Hi. I would like ideas about what Logstash functionality I can use to troubleshoot a problem I'm experiencing with the http input plugin.
My http input does not seem to receive?/process? the expected number of events that I am (nearly) certain are being sent to that input. Because there are many components in the log-sending chain, I want to determine if Logstash is the problem. I can't tell if Logstash:
- is refusing some network-layer connections to the input
- is too busy to accept input data
- is dropping events due to filter problems
- is unable to send some output
- any combination of the above.
No errors are reported in the Logstash logs (not using debug). The CPU/memory/network performance of the Logstash server hardware seems completely normal.

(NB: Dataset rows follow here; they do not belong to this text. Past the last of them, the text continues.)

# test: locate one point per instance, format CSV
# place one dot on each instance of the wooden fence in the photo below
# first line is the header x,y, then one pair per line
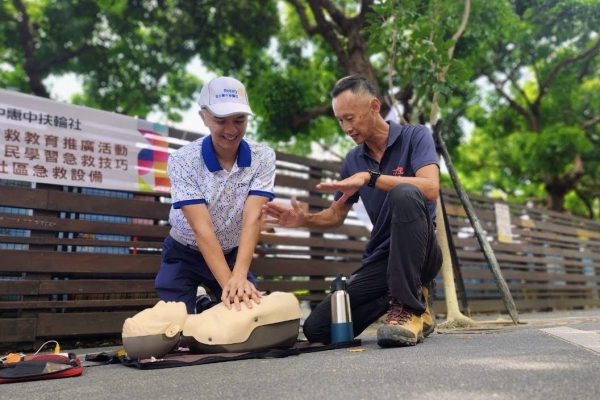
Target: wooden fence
x,y
79,261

I'm hoping that Logstash itself can provide some info/metrics which might help me determine whether or not Logstash is the cause of the problem.

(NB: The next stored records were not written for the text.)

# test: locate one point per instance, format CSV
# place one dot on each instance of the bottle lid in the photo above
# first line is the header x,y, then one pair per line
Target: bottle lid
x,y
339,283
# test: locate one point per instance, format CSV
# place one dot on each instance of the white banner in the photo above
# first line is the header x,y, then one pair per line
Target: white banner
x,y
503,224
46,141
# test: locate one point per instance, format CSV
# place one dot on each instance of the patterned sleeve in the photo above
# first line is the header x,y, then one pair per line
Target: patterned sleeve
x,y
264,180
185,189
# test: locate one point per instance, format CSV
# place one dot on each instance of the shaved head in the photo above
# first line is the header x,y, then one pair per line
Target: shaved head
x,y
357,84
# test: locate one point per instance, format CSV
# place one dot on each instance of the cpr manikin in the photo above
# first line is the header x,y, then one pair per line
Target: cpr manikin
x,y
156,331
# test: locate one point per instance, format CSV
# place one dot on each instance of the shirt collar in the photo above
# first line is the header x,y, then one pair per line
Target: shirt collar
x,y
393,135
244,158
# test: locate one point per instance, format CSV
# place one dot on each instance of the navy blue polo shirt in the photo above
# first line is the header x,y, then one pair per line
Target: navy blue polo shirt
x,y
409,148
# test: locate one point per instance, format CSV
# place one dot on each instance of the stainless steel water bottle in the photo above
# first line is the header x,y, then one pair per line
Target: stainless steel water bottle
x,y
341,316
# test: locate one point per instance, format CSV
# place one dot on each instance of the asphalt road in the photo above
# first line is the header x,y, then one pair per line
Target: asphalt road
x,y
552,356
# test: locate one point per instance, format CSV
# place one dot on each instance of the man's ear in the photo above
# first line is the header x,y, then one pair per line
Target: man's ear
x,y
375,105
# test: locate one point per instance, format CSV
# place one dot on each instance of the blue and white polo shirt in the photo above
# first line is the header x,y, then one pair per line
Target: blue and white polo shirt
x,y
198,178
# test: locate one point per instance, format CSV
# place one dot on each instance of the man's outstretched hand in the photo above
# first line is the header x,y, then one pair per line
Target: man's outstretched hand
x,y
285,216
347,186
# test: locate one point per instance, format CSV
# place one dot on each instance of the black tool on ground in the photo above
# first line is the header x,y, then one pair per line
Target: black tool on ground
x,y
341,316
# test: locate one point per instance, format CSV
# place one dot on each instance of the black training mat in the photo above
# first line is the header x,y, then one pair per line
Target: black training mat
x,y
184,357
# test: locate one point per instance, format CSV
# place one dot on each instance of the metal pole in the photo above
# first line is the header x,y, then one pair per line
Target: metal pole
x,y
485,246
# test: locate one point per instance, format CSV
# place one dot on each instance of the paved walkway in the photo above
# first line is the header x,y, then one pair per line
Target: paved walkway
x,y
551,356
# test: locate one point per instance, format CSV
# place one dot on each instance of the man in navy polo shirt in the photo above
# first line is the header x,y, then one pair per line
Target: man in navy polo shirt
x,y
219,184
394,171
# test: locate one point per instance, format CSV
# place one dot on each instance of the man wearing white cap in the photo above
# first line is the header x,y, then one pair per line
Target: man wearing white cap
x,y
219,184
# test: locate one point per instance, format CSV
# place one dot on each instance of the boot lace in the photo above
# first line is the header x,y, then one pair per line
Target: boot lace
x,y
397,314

I have a third-party web service which sends log events via webhooks. The service is configured to send to 2 destinations simultaneously. For now, I have to assume that the service is sending identical data to the two destinations. Destination1 is a third-party cloud-hosted Elastic stack ServiceX (the webhook data is sent directly). Destination2 is my own AWS-hosted Logstash instance with an http input. The data is enriched by Logstash and then forwarded on to ServiceX. This Logstash instance is also receiving/filtering multiple other kinds of input from other external sources (mostly Filebeat). Regardless of the time period or even data volume, webhook data sent via Destination2 (my self-hosted Logstash) consistently results in only between 1/3 to 1/2 the number of documents compared to the identical webhook data sent directly to ServiceX. I assume that ServiceX utilizes a queue service when they receive data, whereas my own Logstash does not. This is a problem because I much prefer to put only my enriched Destination2 data into Elasticsearch.

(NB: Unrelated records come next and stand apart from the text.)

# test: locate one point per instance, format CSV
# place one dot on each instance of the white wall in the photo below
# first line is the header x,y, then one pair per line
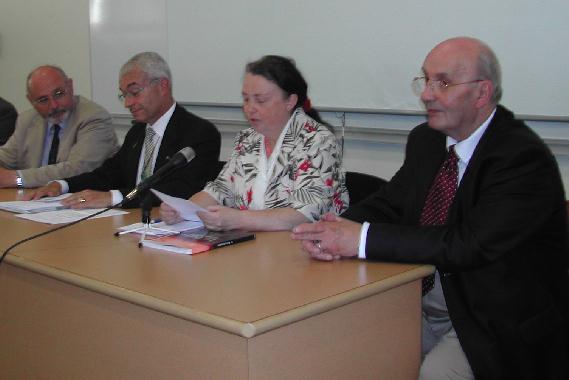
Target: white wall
x,y
33,32
36,32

Previously, Destination2 had an AWS Network Load Balancer in front of it which accepted TLS connections and then forwarded them to Logstash's non-TLS http input. In an attempt to troubleshoot this issue, I re-configured the NLB to be a simple TCP listener which forwarded connections to Logstash's TLS-configured http input. This actually made the problem worse, with "lost" documents increasing from roughly 1/2 to 2/3. This is what leads me to believe that Logstash is the bottleneck in my chain.
Any help would be most welcome.